Shownotes Lean&Lead Podcast #49 – Sommerspecial
Lean im Alltag: Standards.
Warum „steht doch irgendwo“ nicht reicht.
Das steht doch irgendwo. Frag doch mal Person XY. Und wenn diese Sätze fallen, wird es oft teuer. Nicht sofort sichtbar auf irgendeiner Rechnung, aber in Suchzeiten, in Nachfragen, in unterschiedlichen Arbeitsweisen, in Fehlern, die wiederkommen und in Prozessen, die nur funktionieren, weil erfahrene Menschen jeden Tag genau diese Lücken schließen.
Dokumentiert sein heißt nicht automatisch standardisiert sein.

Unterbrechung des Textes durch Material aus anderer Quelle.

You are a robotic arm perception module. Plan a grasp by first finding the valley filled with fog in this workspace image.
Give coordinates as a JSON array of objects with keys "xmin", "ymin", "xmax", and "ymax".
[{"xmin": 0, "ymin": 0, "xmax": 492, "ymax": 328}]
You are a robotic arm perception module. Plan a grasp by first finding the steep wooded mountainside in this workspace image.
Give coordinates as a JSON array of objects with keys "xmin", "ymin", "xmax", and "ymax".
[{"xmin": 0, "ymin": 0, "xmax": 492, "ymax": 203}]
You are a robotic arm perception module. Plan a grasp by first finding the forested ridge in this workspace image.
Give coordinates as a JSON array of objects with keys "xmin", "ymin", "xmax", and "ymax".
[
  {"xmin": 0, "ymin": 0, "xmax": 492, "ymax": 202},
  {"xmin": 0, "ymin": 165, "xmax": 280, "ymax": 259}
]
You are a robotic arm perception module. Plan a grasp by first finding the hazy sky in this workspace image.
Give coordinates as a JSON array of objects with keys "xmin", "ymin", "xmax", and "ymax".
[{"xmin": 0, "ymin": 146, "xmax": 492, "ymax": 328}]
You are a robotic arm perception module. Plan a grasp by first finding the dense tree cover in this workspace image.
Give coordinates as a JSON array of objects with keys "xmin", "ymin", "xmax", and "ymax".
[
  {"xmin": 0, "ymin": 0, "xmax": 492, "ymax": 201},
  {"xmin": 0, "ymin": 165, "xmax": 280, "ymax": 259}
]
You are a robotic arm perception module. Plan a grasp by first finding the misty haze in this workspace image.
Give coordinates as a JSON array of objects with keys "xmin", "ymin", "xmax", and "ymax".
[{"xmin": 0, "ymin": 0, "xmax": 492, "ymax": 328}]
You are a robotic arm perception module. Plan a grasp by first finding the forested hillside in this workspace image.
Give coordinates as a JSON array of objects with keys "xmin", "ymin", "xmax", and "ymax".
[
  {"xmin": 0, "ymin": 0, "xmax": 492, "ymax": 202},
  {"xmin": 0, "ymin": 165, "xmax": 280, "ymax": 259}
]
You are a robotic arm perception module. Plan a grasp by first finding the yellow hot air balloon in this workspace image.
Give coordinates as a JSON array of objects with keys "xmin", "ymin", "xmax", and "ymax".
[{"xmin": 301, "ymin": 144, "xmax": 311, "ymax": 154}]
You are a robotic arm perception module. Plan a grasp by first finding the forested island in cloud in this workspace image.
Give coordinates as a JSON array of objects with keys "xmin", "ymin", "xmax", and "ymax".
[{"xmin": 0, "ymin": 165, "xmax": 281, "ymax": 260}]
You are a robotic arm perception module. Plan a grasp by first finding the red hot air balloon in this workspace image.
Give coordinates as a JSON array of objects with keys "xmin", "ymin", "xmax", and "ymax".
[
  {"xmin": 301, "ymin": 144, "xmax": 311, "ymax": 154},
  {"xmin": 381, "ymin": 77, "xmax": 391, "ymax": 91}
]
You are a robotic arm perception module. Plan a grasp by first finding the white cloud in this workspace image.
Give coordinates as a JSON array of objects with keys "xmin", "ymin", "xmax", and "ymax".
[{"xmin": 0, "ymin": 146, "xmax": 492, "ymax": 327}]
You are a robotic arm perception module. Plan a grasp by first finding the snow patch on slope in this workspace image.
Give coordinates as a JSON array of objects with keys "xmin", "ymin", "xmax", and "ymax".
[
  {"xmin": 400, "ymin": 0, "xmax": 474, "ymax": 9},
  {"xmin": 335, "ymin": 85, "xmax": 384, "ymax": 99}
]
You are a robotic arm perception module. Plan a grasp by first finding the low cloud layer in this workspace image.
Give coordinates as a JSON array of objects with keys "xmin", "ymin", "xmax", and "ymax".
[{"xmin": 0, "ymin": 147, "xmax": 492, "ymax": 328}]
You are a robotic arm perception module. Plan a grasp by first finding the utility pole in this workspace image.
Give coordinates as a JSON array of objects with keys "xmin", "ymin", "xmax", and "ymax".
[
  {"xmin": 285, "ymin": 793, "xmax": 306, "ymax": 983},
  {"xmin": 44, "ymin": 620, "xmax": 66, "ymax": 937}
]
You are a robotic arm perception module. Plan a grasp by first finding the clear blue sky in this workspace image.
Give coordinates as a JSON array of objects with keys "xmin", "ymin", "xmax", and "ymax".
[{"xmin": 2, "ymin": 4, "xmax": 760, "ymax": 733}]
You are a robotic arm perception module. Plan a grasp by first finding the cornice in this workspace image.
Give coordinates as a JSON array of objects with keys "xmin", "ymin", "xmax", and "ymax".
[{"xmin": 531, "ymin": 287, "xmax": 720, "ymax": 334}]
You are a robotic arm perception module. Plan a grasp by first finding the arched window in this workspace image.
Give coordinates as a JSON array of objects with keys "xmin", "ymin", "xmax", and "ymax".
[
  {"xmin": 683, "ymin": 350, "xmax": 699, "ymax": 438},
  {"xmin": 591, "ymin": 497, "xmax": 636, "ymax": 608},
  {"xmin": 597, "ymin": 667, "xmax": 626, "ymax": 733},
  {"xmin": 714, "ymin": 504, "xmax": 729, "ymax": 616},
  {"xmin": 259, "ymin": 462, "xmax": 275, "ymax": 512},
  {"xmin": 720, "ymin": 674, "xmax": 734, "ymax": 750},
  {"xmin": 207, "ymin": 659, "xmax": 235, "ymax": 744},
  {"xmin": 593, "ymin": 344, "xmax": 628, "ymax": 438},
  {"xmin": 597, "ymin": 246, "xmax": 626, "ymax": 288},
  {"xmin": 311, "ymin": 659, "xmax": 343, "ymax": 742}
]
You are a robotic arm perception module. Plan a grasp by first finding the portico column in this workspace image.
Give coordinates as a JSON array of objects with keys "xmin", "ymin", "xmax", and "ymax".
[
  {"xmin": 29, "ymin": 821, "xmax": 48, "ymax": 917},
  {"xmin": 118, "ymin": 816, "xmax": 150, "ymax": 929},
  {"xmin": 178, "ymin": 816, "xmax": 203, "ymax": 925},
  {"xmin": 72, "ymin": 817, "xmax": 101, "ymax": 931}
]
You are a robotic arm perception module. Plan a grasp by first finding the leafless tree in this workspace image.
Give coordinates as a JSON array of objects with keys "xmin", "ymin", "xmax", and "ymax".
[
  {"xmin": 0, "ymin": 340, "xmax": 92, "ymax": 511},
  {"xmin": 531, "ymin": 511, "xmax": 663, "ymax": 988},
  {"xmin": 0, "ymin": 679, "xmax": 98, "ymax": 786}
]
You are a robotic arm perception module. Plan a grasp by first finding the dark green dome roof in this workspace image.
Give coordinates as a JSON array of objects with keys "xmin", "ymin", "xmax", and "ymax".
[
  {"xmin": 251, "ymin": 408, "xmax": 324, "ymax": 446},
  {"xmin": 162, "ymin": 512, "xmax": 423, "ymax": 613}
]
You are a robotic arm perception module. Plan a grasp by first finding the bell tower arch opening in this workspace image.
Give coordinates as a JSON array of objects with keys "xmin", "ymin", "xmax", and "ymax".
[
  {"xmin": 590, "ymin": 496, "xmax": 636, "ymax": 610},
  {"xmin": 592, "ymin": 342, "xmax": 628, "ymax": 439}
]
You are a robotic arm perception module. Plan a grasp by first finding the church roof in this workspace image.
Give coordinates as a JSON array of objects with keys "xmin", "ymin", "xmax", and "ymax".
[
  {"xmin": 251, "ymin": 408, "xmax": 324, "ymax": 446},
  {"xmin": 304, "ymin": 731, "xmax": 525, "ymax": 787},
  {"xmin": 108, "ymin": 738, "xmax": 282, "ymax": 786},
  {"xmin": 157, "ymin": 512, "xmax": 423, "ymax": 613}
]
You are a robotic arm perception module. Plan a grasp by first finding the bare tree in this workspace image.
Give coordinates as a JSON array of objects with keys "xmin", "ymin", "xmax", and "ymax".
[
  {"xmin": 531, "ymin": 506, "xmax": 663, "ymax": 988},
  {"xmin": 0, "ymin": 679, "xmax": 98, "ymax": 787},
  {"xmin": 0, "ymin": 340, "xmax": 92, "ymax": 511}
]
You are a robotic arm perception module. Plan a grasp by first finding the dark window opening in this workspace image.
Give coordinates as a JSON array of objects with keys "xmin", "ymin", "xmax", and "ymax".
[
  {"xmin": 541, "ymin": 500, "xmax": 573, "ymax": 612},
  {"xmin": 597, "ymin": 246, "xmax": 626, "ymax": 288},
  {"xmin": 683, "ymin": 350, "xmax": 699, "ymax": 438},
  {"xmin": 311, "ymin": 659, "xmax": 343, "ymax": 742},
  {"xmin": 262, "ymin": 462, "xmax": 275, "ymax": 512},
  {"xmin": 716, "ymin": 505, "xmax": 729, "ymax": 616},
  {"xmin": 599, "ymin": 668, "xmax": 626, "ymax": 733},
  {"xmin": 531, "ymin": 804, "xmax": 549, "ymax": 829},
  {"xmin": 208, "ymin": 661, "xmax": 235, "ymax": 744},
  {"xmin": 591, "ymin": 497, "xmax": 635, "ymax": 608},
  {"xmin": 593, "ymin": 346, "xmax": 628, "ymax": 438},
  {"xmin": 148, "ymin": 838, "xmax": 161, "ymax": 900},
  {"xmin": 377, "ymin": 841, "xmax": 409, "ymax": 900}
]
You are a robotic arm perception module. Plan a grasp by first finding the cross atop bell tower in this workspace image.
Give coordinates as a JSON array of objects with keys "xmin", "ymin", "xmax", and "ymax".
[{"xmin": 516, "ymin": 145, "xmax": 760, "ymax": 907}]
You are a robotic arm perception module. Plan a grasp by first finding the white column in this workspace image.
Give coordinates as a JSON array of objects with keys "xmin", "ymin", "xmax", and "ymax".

Ein guter Standard ist kein Papierberg, sondern eine gemeinsame Basis: so machen wir das aktuell, so sieht der Sollzustand aus und so reagieren wir bei Abweichungen. Im Lean nennen wir das den aktuell besten bekannten Weg- nicht in Stein gemeißelt, sondern testbar und veränderbar.
Mach die Menschen, die täglich arbeiten, zu Gestaltern des Standards.
Vereinbart einen provisorischen Standard, testet ihn für ein paar Wochen und haltet euch an ihn, bevor ihr wieder optimiert. Nur so entsteht Stabilität und gleichzeitig eine belastbare Grundlage für Verbesserungen.
Was bringt das praktisch?
- weniger Suchen, Nachfragen und Improvisieren.
- weniger Abhängigkeit von Einzelerfahrungen. Wissen wird nutzbar statt in Köpfen zu verschwinden.
- Abweichungen werden schneller sichtbar und damit handhabbar, bevor aus kleinen Dingen große Störungen werden.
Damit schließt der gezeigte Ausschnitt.